Confusingly, the bust in question is one of two identical works by Epstein, both of which have spent time in the White House. The first, a gift from the Wartime Friends of Winston Churchill to president Lyndon Johnson, arrived in 1965 and is now part of the White House collection. The second was loaned by the UK Government Art Collection (GAC) to then-president George W Bush in 2001, while the first was being restored.
At the end of president Bush’s term in 2009, the GAC’s bust was removed from the Oval Office and moved to the British Ambassador’s Residence. The White House collection’s version, now fully restored, was placed just outside the White House’s Treaty Room.

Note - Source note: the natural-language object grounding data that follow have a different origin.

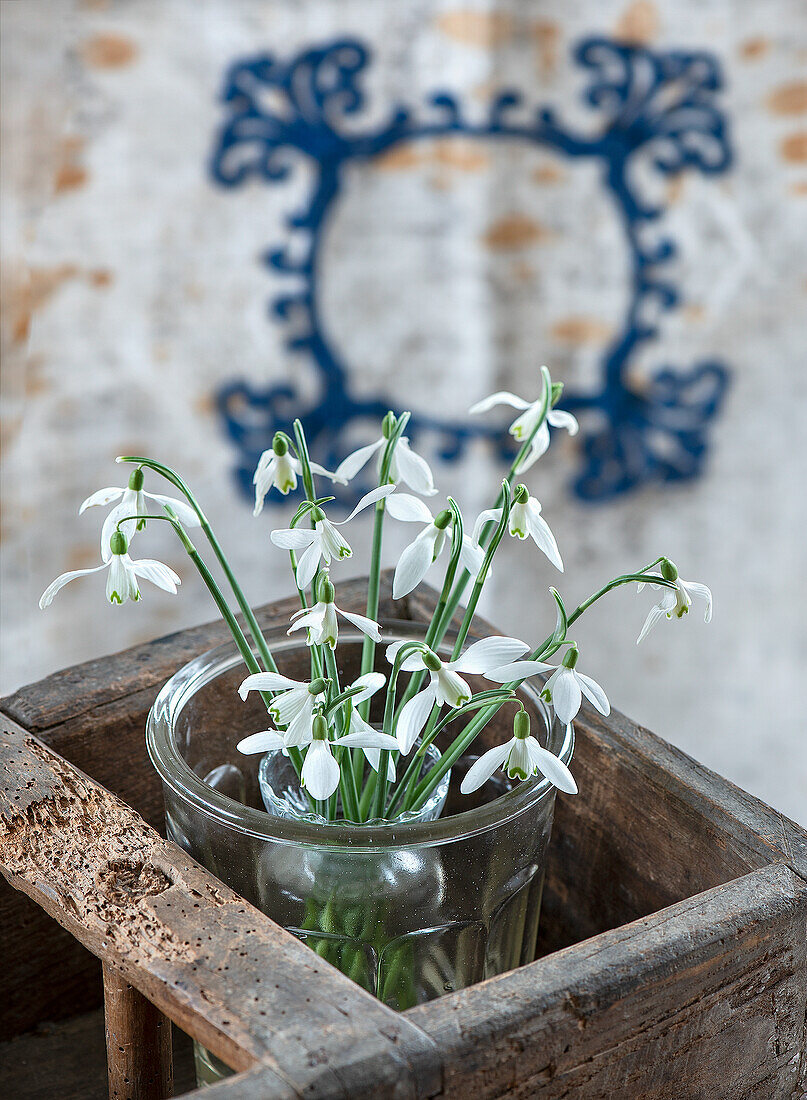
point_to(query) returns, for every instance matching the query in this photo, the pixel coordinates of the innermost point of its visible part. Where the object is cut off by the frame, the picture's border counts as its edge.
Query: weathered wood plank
(704, 999)
(68, 1060)
(140, 1059)
(95, 715)
(651, 827)
(216, 966)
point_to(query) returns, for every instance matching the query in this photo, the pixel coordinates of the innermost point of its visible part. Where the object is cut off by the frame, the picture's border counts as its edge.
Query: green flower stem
(442, 624)
(368, 647)
(174, 477)
(239, 637)
(482, 576)
(544, 650)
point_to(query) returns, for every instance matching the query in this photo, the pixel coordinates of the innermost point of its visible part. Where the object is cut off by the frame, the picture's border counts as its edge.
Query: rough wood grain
(704, 999)
(67, 1060)
(140, 1059)
(95, 714)
(216, 966)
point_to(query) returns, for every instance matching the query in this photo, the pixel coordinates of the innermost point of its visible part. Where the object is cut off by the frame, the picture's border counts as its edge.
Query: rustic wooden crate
(672, 945)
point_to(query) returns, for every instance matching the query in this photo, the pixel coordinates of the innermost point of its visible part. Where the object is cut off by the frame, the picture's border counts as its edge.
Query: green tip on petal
(118, 543)
(669, 571)
(521, 725)
(432, 661)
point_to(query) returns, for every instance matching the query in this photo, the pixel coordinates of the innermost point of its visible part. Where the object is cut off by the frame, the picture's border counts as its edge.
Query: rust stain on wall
(581, 330)
(69, 171)
(109, 51)
(476, 28)
(399, 160)
(515, 231)
(460, 153)
(788, 98)
(548, 36)
(639, 23)
(794, 149)
(753, 48)
(549, 174)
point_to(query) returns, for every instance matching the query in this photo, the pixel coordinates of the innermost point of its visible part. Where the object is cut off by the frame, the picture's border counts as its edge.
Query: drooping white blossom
(564, 689)
(674, 602)
(445, 684)
(323, 542)
(406, 465)
(426, 548)
(134, 502)
(524, 521)
(521, 757)
(524, 425)
(122, 575)
(277, 468)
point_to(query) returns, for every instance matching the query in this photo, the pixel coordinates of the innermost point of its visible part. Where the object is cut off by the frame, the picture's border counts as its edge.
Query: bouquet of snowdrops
(350, 769)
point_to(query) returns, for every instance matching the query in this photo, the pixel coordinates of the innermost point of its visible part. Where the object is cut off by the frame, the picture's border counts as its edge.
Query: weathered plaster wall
(133, 288)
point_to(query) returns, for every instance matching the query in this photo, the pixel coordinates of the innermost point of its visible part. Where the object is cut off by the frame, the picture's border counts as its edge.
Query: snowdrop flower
(413, 563)
(674, 602)
(523, 426)
(133, 503)
(322, 624)
(406, 465)
(521, 757)
(323, 541)
(293, 707)
(564, 689)
(526, 519)
(372, 751)
(446, 686)
(277, 468)
(122, 576)
(320, 771)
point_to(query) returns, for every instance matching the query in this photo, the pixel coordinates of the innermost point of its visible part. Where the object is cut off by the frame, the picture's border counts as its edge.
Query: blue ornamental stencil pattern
(282, 113)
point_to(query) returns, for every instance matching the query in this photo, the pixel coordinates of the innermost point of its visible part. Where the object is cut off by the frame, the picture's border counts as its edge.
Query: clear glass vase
(409, 909)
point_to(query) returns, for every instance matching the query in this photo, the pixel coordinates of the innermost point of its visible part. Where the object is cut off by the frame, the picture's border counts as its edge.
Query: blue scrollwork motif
(308, 109)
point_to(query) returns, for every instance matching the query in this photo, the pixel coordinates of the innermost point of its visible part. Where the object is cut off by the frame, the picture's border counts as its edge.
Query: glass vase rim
(180, 778)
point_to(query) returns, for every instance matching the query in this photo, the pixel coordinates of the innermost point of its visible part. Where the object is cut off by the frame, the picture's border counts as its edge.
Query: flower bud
(432, 661)
(521, 725)
(669, 571)
(118, 543)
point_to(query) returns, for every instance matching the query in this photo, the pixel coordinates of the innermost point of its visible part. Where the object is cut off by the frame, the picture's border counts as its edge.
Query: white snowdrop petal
(54, 586)
(481, 770)
(594, 693)
(489, 653)
(268, 740)
(550, 766)
(320, 771)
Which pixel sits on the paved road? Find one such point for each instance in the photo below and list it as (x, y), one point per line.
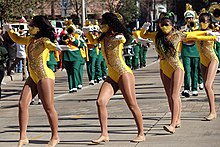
(78, 122)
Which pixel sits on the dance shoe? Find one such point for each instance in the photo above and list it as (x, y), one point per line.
(101, 139)
(53, 143)
(23, 142)
(169, 129)
(139, 138)
(211, 117)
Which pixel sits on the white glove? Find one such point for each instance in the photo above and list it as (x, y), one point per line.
(85, 30)
(118, 37)
(213, 33)
(7, 27)
(146, 25)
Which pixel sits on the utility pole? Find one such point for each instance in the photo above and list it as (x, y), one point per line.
(83, 12)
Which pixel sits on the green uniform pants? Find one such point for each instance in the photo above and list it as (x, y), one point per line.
(135, 58)
(101, 69)
(191, 66)
(143, 56)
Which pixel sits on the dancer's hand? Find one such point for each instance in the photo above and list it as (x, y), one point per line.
(7, 27)
(213, 33)
(85, 30)
(58, 47)
(118, 37)
(146, 25)
(218, 38)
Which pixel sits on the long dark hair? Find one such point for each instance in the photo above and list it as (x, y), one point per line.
(202, 19)
(46, 29)
(161, 41)
(116, 25)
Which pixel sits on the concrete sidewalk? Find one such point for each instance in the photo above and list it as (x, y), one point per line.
(78, 120)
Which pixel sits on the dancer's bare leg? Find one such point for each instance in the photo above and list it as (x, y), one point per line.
(46, 94)
(177, 81)
(127, 85)
(29, 91)
(167, 86)
(208, 77)
(107, 90)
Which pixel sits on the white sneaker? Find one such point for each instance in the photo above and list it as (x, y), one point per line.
(195, 93)
(201, 86)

A snub to the UK government?
The apparent decision by former president Barack Obama not to return the collection’s bust to the Oval Office was considered by some to be a snub to the UK government. Boris Johnson, then mayor of London and now a former UK prime minister, wrote at the time that the move could be considered “a symbol of the part-Kenyan president’s ancestral dislike of the British empire”.

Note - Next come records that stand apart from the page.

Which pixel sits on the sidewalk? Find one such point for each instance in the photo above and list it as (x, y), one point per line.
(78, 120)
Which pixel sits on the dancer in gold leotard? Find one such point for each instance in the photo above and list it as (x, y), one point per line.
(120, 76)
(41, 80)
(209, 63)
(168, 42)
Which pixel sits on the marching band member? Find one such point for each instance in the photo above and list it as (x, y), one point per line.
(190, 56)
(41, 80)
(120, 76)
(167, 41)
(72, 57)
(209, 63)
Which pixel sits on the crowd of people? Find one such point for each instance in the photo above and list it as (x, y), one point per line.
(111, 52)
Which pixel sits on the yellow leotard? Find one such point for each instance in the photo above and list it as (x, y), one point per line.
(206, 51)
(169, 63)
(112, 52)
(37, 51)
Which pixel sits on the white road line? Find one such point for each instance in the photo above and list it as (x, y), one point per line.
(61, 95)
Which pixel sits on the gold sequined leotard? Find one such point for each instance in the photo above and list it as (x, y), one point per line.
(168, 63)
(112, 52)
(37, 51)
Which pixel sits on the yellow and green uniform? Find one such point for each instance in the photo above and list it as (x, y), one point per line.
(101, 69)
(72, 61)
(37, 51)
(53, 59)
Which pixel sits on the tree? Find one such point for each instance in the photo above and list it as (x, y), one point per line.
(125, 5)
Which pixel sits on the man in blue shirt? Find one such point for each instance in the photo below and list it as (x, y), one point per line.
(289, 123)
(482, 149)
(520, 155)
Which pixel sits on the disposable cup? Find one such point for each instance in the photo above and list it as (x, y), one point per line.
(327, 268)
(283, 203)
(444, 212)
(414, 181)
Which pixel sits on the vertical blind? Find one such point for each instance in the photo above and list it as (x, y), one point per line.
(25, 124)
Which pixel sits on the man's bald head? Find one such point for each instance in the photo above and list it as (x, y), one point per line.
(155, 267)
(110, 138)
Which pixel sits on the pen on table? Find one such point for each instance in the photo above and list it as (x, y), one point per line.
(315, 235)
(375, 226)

However, a statement published by The White House in 2012 refuted this. Dan Pfeiffer, a former assistant to the president and senior advisor, wrote: “The idea put forward…that President Obama returned the Churchill bust or refused to display the bust because of antipathy towards the British is completely false and an urban legend.”
Next, in 2017, the bust belonging to the GAC was returned to the Oval Office by then-president Donald Trump—reportedly hand delivered by then-UK prime minister Theresa May. Trump described the return of Churchill as a “great honour”.

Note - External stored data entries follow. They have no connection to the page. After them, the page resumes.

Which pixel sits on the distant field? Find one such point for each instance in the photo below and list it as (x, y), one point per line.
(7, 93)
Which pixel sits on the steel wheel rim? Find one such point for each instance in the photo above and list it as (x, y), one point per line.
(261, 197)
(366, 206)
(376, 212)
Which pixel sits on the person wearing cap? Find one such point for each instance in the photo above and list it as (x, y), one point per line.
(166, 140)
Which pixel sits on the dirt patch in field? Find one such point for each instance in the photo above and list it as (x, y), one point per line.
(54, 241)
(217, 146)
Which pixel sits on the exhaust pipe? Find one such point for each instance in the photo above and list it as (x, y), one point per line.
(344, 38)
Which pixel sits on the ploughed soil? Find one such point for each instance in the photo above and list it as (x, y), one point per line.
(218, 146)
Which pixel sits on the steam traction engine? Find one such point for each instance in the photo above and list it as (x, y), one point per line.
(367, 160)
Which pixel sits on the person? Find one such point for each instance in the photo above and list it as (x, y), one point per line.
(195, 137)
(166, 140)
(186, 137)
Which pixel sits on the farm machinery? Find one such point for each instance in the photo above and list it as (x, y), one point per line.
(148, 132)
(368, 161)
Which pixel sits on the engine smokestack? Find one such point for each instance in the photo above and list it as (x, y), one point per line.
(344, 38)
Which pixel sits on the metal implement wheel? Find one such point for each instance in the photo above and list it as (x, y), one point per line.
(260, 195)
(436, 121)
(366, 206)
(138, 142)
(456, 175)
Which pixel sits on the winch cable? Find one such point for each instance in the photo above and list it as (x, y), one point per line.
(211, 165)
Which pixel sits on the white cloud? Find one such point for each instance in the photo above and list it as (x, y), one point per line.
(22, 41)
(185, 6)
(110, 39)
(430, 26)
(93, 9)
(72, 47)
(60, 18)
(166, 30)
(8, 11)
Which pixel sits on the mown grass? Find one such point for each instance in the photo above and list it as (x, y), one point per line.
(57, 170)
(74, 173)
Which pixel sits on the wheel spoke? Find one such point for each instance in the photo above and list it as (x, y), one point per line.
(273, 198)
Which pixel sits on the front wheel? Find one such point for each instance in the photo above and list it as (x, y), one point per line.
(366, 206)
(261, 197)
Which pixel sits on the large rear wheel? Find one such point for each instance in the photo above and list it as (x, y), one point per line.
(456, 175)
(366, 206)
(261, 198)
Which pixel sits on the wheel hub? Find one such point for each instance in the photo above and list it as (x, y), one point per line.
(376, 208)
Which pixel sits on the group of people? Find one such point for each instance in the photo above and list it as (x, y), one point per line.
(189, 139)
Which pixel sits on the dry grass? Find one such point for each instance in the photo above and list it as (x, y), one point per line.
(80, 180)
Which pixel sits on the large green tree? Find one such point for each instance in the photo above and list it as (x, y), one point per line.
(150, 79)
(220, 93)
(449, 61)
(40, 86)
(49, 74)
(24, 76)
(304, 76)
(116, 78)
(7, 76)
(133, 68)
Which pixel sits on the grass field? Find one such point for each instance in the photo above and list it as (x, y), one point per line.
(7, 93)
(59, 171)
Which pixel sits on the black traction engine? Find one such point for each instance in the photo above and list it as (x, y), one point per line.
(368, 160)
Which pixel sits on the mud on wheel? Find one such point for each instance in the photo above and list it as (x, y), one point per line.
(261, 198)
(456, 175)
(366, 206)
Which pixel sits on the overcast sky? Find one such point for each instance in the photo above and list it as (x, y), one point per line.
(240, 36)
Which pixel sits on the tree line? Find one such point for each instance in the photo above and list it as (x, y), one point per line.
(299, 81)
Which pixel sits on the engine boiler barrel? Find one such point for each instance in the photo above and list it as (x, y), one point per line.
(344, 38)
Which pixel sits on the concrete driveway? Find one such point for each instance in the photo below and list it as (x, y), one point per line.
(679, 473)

When removed again four years later by Joe Biden, the UK government took a rather more relaxed view than during Obama’s administration. “The Oval Office is the president’s private office, and it’s up to the president to decorate it as he wishes,” then-prime minister Boris Johnson’s official spokesperson told The Guardian.
Now, following Trump’s second inauguration, the GAC’s sculpture appears once again to have been returned to the president’s office. The White House collection’s example, meanwhile, is reportedly still within the private quarters of the official residence.
What other works has Trump reinstated?
Trump has also returned the image of the US’s seventh president, Andrew Jackson—a figure remembered for his presidency, which included the forced relocation of Native American tribes through the Indian Removal Act, and his links to the slave trade—to the walls of the Oval Office. During Trump’s first tenure, a portrait of Jackson on loan from the US Naval Academy was on display. This time, the WSJ reports, the Jackson portrait has been drawn from the White House art collection.
A sculpture entitled The Bronco Buster by Frederic Remington (around 1895), which also graced Trump’s first Oval Office, sits under the Jackson painting. According to the White House Historical Association, the sculpture became “the most popular small American bronze sculpture of the 19th century and is still admired today”.
Also in Trump’s newly decorated office, a portrait of the first president George Washington hangs over the office fireplace. The work is flanked by portraits of Alexander Hamilton, the country’s first treasury secretary, and Thomas Jefferson, the third US president.
A bust of Martin Luther King Jr and a portrait of the 18th-century scientist and statesman Benjamin Franklin, both installed by Biden, remain. However, busts of the activists Rosa Parks and Cesar Chavez, also displayed by Biden, alongside a portrait of the longest serving US president, Franklin D. Roosevelt, do not appear in images from WSJ.